Pereira - O comitê tem um ano. É coordenado pela Secretaria Municipal de Saúde, e participam todos os técnicos da rede municipal de saúde de Porto Alegre. O comitê é uma referência, inclusive para levarmos essas ideias para outros estados. Todo mês eu vou a Porto Alegre e nos reunimos. Virei gaúcho.
JC - Essa característica diferente da contaminação exige ações diferenciadas?
Pereira - Sim. Nós temos uma epidemia de Aids no País. Mas temos 27 países dentro do Brasil. Cada um tem uma característica diferente. (No Estado) Temos de trabalhar, e muito, de forma integrada com o programa de tuberculose. A abordagem é específica para o Estado e para o município.
JC - Quais são os números de mortes no Estado e na Capital?
Pereira - No Rio Grande do Sul, tivemos, de 1980 até agora, 23.776 óbitos. Em 2011, tivemos 1.383 mortes. No Brasil, o coeficiente de mortalidade em 2011 foi de 5,6 por 100 mil habitantes. O do Rio Grande do Sul é de 11,1 a cada 100 mil pessoas. É bastante alto. Por isso que temos essa preocupação com o Estado e com a Capital. Queremos reduzir a mortalidade, que é passível de redução.
JC - Essa redução passa por quais questões?

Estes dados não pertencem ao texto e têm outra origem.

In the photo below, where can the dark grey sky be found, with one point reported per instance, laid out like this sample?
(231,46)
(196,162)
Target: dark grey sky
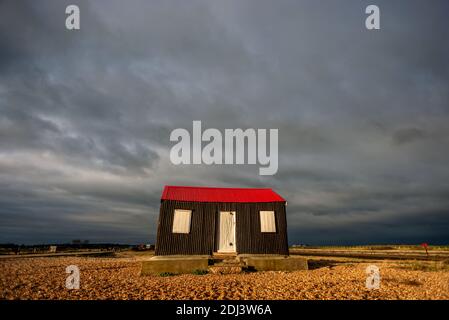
(363,116)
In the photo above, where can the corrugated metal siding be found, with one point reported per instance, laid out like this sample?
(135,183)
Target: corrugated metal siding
(204,223)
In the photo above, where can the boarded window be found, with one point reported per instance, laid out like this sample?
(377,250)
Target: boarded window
(181,221)
(267,221)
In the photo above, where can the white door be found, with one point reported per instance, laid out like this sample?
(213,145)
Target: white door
(226,232)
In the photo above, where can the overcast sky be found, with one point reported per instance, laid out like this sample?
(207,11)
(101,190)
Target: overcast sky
(363,116)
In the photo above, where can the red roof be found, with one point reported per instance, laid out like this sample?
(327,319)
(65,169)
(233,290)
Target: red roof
(208,194)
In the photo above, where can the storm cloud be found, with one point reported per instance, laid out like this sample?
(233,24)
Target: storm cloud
(86,115)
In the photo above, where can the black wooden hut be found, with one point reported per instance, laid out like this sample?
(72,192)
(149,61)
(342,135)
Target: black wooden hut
(204,221)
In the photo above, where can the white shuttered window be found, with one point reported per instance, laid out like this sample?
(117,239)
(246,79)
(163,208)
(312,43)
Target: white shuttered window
(267,221)
(181,221)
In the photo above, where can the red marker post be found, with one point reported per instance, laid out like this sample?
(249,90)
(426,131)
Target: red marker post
(425,245)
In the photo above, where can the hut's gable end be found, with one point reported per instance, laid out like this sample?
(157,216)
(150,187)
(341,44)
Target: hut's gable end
(204,223)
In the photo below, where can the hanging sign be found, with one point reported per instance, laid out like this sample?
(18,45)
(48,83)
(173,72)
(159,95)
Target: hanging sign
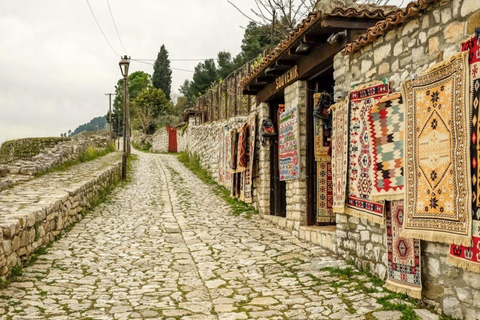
(288,145)
(286,78)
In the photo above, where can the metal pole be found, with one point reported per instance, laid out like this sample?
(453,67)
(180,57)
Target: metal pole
(110,112)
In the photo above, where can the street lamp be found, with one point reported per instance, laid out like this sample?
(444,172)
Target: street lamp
(124,64)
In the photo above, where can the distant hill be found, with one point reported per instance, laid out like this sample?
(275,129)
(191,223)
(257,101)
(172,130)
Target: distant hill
(96,124)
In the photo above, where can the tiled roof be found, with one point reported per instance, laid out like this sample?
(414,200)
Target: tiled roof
(361,11)
(382,27)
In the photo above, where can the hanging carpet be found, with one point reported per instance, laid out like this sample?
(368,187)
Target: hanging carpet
(404,272)
(461,256)
(360,169)
(437,170)
(339,155)
(387,123)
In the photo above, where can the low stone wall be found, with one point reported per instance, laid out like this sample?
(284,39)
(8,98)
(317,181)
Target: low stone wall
(204,141)
(33,214)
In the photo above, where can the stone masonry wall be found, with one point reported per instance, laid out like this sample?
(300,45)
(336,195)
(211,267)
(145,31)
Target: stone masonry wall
(401,53)
(203,141)
(30,218)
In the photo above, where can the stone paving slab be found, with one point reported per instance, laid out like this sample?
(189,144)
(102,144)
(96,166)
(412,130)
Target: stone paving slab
(166,247)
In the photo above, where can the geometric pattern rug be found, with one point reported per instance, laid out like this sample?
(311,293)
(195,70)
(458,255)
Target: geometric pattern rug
(404,270)
(360,169)
(461,256)
(339,155)
(325,214)
(437,155)
(387,123)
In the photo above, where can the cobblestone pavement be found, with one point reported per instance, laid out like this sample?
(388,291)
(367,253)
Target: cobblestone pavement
(165,247)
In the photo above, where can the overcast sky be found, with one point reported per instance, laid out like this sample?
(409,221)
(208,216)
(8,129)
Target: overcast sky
(55,65)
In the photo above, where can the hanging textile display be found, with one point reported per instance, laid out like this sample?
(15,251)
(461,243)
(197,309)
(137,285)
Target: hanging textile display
(387,126)
(437,170)
(404,272)
(252,130)
(461,256)
(325,213)
(288,146)
(242,148)
(322,126)
(227,180)
(360,169)
(339,155)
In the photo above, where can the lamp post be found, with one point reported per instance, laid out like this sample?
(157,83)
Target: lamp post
(124,64)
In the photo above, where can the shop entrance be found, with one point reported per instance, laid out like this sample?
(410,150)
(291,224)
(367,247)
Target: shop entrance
(319,129)
(278,199)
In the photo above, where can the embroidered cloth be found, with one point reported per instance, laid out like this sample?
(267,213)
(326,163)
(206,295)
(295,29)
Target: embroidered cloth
(404,272)
(252,130)
(469,257)
(387,123)
(325,213)
(339,155)
(437,171)
(360,169)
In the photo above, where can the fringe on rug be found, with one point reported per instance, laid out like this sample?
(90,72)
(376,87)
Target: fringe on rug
(338,209)
(436,236)
(388,197)
(415,293)
(364,215)
(464,264)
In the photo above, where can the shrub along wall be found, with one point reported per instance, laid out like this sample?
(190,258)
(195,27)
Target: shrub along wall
(403,52)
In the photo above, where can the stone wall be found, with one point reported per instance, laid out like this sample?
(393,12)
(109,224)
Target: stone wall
(28,157)
(34,213)
(203,141)
(400,54)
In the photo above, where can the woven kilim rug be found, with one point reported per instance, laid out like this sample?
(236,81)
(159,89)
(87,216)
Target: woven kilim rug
(324,193)
(360,169)
(469,257)
(437,154)
(252,130)
(387,126)
(404,272)
(339,155)
(242,148)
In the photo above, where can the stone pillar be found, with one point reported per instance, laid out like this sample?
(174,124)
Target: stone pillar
(296,95)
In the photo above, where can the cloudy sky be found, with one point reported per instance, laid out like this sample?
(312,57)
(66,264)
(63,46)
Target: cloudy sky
(56,66)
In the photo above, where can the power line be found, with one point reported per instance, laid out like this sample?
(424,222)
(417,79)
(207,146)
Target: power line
(98,24)
(115,25)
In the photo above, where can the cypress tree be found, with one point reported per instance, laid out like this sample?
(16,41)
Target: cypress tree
(162,74)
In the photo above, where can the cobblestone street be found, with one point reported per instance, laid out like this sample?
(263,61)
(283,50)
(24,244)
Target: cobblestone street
(166,247)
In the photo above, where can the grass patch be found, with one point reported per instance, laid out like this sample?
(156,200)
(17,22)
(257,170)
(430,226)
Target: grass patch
(87,155)
(238,207)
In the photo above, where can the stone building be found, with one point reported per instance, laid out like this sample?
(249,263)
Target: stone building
(333,52)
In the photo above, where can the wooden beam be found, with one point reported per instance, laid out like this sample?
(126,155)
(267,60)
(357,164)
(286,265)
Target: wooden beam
(307,66)
(346,24)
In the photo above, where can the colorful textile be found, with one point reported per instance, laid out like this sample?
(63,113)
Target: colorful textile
(360,170)
(469,257)
(252,131)
(339,155)
(288,146)
(325,213)
(437,154)
(387,125)
(242,148)
(404,272)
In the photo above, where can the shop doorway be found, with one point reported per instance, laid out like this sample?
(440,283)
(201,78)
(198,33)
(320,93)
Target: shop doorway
(319,175)
(278,195)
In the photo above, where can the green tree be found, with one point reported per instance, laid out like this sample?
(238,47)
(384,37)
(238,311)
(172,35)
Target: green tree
(162,74)
(147,107)
(137,82)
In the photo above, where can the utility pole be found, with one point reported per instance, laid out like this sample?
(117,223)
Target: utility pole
(110,111)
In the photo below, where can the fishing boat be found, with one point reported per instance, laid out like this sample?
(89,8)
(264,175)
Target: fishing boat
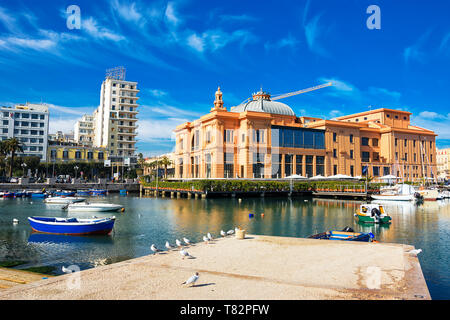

Pereira - Estamos aprimorando o acesso à rede de saúde no Estado. Isso é importante, principalmente no diagnóstico precoce. O diagnóstico precoce tem duas vantagens: do ponto de vista individual e do ponto de vista coletivo. Quando você faz um diagnóstico precoce, você inicia o tratamento e não evolui para a doença. E, com o diagnóstico, a sua carga viral diminui, na medida em que você toma medicamentos. Consequentemente, a possibilidade de transmissão para outras pessoas se reduz.
JC - O advento dos tratamentos, fazendo com que a Aids deixasse de ser uma doença ligada à morte no imaginário popular, fez com que o uso de métodos preventivos, como o preservativo, diminuísse?
Pereira - Isso ocorre. Hoje vemos no Brasil um aumento da Aids em jovens, de 15 a 24 anos, principalmente jovens homens que fazem sexo com homens. As pessoas nessa faixa etária não viram a cara da Aids no começo da epidemia. As pessoas tinham sobrevida de seis meses após o diagnóstico. Hoje não. Você tem o diagnóstico e se trata, tendo uma qualidade de vida tão normal quanto a de alguém sadio. É preciso tomar remédios todos os dias, com efeitos colaterais e reações adversas. Mas você não morre nem fica naquele estado deplorável em que ficavam os doentes na era pré-terapêutica. Então, as pessoas relaxam um pouco, porque acham que é uma doença crônica, como o diabetes, que não vai te dar maiores transtornos. Mas não é bom tomar medicamentos até o fim da vida.
JC - Por que ainda existe resistência das pessoas em fazer os exames de diagnóstico?
Pereira - A resistência se dá porque, principalmente, se tem muito preconceito ainda. Outra coisa, e não é só em relação à Aids, é em relação a qualquer doença: as pessoas preferem não saber. A epidemia no Rio Grande do Sul é muito mais de droga do que de sexo, mas a Aids sempre está ligada a grupos homossexuais. Pode ser que, no Estado, isso atrapalhe alguém que queira fazer o diagnóstico pelo fato de ser confundido com um homem que faz sexo com homem ou com um profissional do sexo. Há muito isso de cultura, as pessoas me dizem muito.